Бросаю сумку в угол. Падаю на кровать. Лицом в подушку. Просто отрубиться. На минуту. На миг.
Мот смотрит на меня. На малышку. Снова на меня. Его взгляд мечется, лицо – полное растерянности.
Кажется, у Раевского происходит короткое замыкание.
Он моргает раз, второй. Чуть встряхивает головой, но оторопь никуда не девается. Словно только усиливается.
А я не в силах сейчас оценивать его реакцию и её причины.
– Это что? – хрипло выдавливает из себя.
– Это?
Я хмыкаю, чуть сильнее прижимаю к себе малышку. Она тут же старается схватить пальчиками мои волосы.
Ловким, отточенным движением, убираю пряди назад. Вызывая у неё недовольную рожицу.
Взгляд Мота жжёт. Я буквально чувствую, как он разрезает меня на части. Старается пробиться глубже.
Мне кажется, усталость достигла пика. Прогнула, сломала. Пережала нервы так, что я даже не могу среагировать на Раевского.
Нет ни страха, ни раздражения. Всё, чего мне хочется – послать всех к черту и завалиться спать.
Я дико, невыносимо устала.
– Я полагаю, что уроки биологии ты пропускал, – я вздёргиваю бровь. – Бандитские разборки были интереснее, понимаю. Но это, Раевский, ребёнок.
– Я вижу, – цедит, делает шаг ближе. – Но какого-то хуя?! Мне не доложили…
– Не ругайся при ребёнке, Мот.
– Я не… Это… Блядь.
Цедит, запуская пальцы в волосы. Тянет их, всё ещё ошарашенно смотря на малышку.
В другой раз я бы позлорадствовала реакции мужчины. Но сейчас слишком вымотана.
Хотя видеть то, как уверенность Раевского буквально рассыпается по частям – это, безусловно, приятно.
– Мой? – уточняет сипло. Ох. ОХ!
– А что, хочешь поучаствовать? – скалюсь, беря себя в руки. – Дать тебе список всего необходимого?
– Дай, – его голова дёргается вперёд в кивке. – Да. Руся, ты должна была сказать! Ты, бляха… Почему ты не…
– Телефон дай.
Перехватывая кроху одной рукой, вторую тяну к мужчине. Он словно под гипнозом.
Да, есть такая способность у маленькой Лизоньки. Некоторых она чарует с первого взгляда так, что невозможно оставить. Но дело не в её умилительных пухлых щёчках.

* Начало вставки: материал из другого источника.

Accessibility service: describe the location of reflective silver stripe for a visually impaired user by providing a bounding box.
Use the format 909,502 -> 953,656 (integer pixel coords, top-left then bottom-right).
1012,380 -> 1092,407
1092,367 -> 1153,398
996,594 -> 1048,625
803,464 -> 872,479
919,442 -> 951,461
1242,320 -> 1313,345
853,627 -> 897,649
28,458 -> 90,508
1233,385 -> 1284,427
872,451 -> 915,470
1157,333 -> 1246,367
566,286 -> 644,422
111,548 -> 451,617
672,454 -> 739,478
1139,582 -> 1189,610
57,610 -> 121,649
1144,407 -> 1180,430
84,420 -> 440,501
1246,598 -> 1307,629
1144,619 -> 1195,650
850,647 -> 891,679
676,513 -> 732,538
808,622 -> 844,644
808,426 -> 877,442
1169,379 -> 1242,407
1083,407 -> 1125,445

А в том, что Раевский сейчас мысленно оценивает «свой косяк» и решает, что с этим делать.
Мужчина вручает мне телефон, я без задней мысли накидываю туда целый список того, что не помешало бы малышке.
– Вот, – крутанув пальцами, возвращаю телефон мужчине. – Можешь сбегать, купить. Если захочешь. А можешь не бегать. Это уже смотря на твою жажду благотворительности.
– Благотворительности? Красавица, это же, блядь, мой…
– Не твой. Точнее, не твоя. Эта прекрасная девочка – дочь соседки. Я лишь нянчусь.
Из кухни доносится очередная порция ржача, вскриков и звона бокалов. Морщусь, глотая желание устроить ссору.
– Думаешь, я в эту херь поверю?
Раевский удивительно быстро берёт себя в руки. Наступает на меня. По его щеке идёт волна, глаза пылают.
Мужчина в шаге от взрыва, а я могу лишь холодно усмехнуться.
– Мне так глубоко плевать, во что ты там веришь, – качаю головой. – Хочешь страдать ерундой – пожалуйста. Но есть факты. Как то, что ты – ублюдок. Что это – дочь моей соседки. Что от тебя, Раевский, я бы рожать не стала.
Он дёргается. Челюсть сжимается, желваки ритуальный танец устраивают. Тело мужчины словно вибрирует от сдерживаемой ярости.
А у меня внутри пустота.
И горечь воспоминаний. Как меня трясло, когда была задержка. Как лихорадочно я подсчитывала сроки, возможности.
Едва не список составляла, когда и где занималась сексом с Раевским. Когда допустила осечку, когда забыла про защиту.
Меня выворачивало, разъедало презрением на саму себя. Тошнило двадцать четыре на семь из-за мысли, что я забеременела от Раевского.
И я не знала, что делать, если тест покажет две полоски. Если моя жизнь и так раскрошена, а я ещё сильнее утону.
Как рожать от ублюдка, предавшего меня? А как решиться на другое, если это и мой ребёнок тоже?
Помню въедливый запах больницы. Дрожащие колени и сухое заключение врача.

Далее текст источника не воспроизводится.